Il peut être ridiculement anglicisé, truffé d’acronymes, voire les 2 ensemble si l’on considère par exemple le très courant ASAP !
Mais les mots peuvent être aussi tout simplement usés à force d’être utilisés : EXEMPLARITÉ par exemple.
En management, il est essentiel d’avoir conscience de l’importance des mots choisis. Faisons le point.

Le cycle de vie du mot

Nous avons tous joué, enfants, à répéter très vite le même mot banal pour se rendre compte qu’il finissait par perdre sa substance. Il reste le son mais le sens, lui, a disparu.

En management, c’est pareil et on se rend compte que les mots suivent des cycles…

  1. Ils sont incongrus ou décalés quand ils apparaissent,
  2. Puis ils sont à la mode et ont un sens fort,
  3. IIs deviennent de plus en plus creux en se généralisant, 
  4. Enfin ils finissent par être des mots valises sans intérêt, ou par disparaître.

Selon nous, le mot QUALITÉ est entre les stades 3 et 4. L’EXEMPLARITÉ idem. L’expression GAGNANT/GAGNANT est clairement au stade 4. La notion de BONHEUR AU TRAVAIL est au stade 2, mais s’use vite. Parfois, ce cycle de vie du mot semble guider celui de l’action. Par exemple, en RH, il y a quelques années, on ne parlait que de HARCÈLEMENT MORAL, maintenant on craint les RISQUES PSYCHO-SOCIAUX. Je ne suis pas sûr qu’il y ait de réelle différence entre ces 2 risques dans la réalité. Les mots ont changé.
Il y a des exceptions, comme le mot VISION qui n’a pas l’air de prendre d’âge, alors qu’il est très utilisé. Peut-être parce qu’il est associé à des éléments très positifs.

 

Les mots marqués


En plus des mots usés, il y a des mots marqués. C’est à dire qu’en plus de leur sens littéral, ils ont pris une connotation (souvent péjorative) et sont souvent associés à une profession. Entre nous, nous plaisantons du mot ASSERTIVITÉ à la mode dans certains cercles et marqueur infaillible du fait que vous vous adressez à un coach. CO-CONSTRUCTION est un bon mot de consultant, il nous brûle parfois les lèvres...

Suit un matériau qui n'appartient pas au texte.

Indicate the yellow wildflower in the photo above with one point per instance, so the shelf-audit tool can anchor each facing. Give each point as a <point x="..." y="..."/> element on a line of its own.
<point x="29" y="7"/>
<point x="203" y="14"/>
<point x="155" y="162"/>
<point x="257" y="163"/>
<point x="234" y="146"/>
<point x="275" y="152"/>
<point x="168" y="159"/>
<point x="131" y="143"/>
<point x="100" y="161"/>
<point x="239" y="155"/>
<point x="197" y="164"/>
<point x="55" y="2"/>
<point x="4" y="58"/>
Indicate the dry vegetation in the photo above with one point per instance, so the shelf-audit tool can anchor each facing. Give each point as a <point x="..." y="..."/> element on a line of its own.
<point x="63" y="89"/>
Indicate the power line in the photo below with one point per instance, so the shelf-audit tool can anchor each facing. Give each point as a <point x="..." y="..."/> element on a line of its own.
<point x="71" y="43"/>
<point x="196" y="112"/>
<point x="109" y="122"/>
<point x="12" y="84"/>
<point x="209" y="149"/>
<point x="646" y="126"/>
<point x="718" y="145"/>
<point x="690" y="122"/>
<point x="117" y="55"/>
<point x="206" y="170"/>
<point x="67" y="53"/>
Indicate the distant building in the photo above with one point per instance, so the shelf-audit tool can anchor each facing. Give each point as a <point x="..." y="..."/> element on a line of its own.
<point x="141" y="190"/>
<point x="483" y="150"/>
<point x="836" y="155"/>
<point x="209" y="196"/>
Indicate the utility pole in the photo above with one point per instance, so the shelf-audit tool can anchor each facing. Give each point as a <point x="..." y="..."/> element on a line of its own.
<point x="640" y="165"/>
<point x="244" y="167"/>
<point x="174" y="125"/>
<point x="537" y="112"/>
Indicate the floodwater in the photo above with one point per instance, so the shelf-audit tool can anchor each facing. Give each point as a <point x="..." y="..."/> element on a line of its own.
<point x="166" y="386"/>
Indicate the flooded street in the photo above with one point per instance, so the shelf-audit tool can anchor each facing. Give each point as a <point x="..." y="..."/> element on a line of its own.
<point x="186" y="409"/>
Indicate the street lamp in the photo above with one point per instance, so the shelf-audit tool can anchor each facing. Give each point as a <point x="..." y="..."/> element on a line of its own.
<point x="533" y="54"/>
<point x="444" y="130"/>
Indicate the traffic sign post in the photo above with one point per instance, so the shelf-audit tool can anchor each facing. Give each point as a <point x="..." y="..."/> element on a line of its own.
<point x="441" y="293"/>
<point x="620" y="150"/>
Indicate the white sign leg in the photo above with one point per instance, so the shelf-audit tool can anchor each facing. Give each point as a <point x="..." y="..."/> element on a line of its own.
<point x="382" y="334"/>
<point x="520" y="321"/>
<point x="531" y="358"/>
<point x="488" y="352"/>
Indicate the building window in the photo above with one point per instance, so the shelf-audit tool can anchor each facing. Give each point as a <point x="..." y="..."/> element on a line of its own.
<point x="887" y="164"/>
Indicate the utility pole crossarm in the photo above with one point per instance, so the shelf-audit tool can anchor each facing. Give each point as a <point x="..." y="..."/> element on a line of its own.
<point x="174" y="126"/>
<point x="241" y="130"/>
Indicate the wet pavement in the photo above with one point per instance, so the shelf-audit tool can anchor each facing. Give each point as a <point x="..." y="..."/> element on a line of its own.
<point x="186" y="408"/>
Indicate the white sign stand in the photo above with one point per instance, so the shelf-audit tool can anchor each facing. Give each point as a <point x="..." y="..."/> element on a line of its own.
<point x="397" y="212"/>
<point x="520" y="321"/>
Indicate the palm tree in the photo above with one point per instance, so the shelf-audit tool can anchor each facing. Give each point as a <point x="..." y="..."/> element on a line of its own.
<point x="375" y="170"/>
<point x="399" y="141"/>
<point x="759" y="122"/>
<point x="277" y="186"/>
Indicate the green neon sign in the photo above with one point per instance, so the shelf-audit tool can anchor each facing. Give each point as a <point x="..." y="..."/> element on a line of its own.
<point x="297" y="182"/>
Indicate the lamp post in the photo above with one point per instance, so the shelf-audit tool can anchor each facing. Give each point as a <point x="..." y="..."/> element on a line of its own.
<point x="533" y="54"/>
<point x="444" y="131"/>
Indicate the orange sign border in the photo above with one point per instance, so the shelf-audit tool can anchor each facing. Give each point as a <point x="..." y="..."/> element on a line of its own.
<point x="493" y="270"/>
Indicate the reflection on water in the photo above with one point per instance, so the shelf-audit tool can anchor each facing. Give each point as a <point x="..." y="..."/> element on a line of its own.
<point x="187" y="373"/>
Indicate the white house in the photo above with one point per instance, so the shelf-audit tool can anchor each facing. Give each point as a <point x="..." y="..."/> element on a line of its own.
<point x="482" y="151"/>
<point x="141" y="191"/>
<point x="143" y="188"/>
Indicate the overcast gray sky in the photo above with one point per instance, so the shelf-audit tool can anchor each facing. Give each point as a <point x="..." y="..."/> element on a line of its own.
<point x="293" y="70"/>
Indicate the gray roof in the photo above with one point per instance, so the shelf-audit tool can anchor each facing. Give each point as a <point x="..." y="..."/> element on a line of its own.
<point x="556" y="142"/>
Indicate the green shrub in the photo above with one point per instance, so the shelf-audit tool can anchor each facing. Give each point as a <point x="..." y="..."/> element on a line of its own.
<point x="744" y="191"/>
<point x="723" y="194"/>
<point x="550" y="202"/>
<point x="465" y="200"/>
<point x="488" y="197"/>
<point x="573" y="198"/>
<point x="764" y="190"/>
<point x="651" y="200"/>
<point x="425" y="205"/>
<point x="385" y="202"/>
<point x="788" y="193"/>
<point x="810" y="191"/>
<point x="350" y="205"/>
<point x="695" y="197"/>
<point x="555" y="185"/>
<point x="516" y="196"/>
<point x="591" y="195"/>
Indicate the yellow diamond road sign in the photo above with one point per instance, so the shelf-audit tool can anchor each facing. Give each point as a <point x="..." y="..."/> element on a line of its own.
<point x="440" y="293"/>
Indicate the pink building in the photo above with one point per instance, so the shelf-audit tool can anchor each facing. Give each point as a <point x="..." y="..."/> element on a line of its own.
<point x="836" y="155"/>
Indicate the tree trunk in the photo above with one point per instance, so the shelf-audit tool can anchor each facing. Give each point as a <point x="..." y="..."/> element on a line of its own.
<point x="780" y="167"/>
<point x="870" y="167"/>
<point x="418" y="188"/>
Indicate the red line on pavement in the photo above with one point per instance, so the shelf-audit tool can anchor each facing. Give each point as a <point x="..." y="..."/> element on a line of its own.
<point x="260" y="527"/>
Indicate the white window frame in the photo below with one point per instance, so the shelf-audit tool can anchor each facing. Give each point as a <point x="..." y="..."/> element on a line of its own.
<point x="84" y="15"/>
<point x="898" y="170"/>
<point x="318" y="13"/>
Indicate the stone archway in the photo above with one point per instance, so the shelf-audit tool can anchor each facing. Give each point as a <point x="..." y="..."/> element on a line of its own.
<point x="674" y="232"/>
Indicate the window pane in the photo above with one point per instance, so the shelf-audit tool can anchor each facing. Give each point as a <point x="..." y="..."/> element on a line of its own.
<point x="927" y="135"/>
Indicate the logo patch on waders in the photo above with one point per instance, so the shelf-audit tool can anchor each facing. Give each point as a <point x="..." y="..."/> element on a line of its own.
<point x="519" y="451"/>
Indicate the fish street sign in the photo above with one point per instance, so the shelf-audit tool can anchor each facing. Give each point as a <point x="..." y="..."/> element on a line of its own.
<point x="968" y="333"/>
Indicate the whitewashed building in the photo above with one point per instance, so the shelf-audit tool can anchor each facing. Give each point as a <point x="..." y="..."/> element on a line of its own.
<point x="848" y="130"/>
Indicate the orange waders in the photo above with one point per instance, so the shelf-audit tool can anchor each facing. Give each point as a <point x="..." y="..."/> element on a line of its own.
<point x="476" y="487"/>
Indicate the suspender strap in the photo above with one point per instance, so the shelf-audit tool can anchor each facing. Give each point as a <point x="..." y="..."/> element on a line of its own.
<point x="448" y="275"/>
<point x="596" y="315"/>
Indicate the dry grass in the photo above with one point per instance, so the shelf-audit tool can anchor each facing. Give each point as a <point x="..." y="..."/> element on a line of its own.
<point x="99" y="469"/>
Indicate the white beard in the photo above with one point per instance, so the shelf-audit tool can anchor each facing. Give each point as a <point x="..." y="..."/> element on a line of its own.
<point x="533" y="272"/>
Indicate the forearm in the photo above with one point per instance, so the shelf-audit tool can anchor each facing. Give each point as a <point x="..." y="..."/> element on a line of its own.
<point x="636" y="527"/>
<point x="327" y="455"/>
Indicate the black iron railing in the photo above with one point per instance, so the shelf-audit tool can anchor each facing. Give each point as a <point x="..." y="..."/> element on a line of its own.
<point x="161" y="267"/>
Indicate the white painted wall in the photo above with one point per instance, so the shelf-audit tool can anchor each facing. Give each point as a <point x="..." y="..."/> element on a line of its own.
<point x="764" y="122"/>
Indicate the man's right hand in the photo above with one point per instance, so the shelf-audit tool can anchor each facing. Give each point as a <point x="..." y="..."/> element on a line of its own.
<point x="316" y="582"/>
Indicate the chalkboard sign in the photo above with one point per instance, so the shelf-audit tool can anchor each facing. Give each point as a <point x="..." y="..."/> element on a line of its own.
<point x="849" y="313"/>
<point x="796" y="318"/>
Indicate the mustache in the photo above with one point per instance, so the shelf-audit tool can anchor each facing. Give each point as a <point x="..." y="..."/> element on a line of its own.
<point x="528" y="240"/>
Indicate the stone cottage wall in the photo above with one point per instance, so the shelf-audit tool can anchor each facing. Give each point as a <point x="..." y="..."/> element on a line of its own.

Plus courant, la notion de PRODUCTIVITÉ est devenue synonyme de perte d’emplois, et donc porte une charge très négative, alors que c’est initialement une notion mathématique neutre qui signifie un rapport entre effort et résultat, qu’il serait donc logique de vouloir l'optimiser sans cesse (certains en font même le moteur de l’histoire). Dans le même style vous trouverez SANCTION et CRITIQUE, notions neutres en français, devenues nettement négatives.


Pourquoi c’est un problème

Evidemment, il y a d’innombrables exemples. Chaque profession à les siens, chaque entreprise a usé certains mots et d’autres moins. Dans certaines, vous ne pouvez plus employer le mot AMBITION, dans d’autres, sa simple évocation est un soulagement. Ce n’est ni bien ni mal, c’est l’histoire des organisations qui a besoin de se raconter. Il est logique que des moments-clés fassent émerger des mots (le changement commence par là) puis que le temps les rende obsolètes.

Vous pouvez perdre toute crédibilité parce que vous avez employé des mots usés, des phrases "Corporate" répétées avec la régularité du métronome

Mais au quotidien, pour le manager, cette usure est gênante parce qu’elle nuit fortement à sa communication. En effet, lorsque vous employez un mot usé, votre public n’écoute plus ce que vous dites car l'attention dévie sur le mot lui-même :
Soit parce qu’il en connait le sens d’usage dans l’organisation et se dispense donc d’écouter avec précision.
Soit parce qu’il se dit qu’il a entendu ça 1000 fois et abandonne immédiatement toute écoute.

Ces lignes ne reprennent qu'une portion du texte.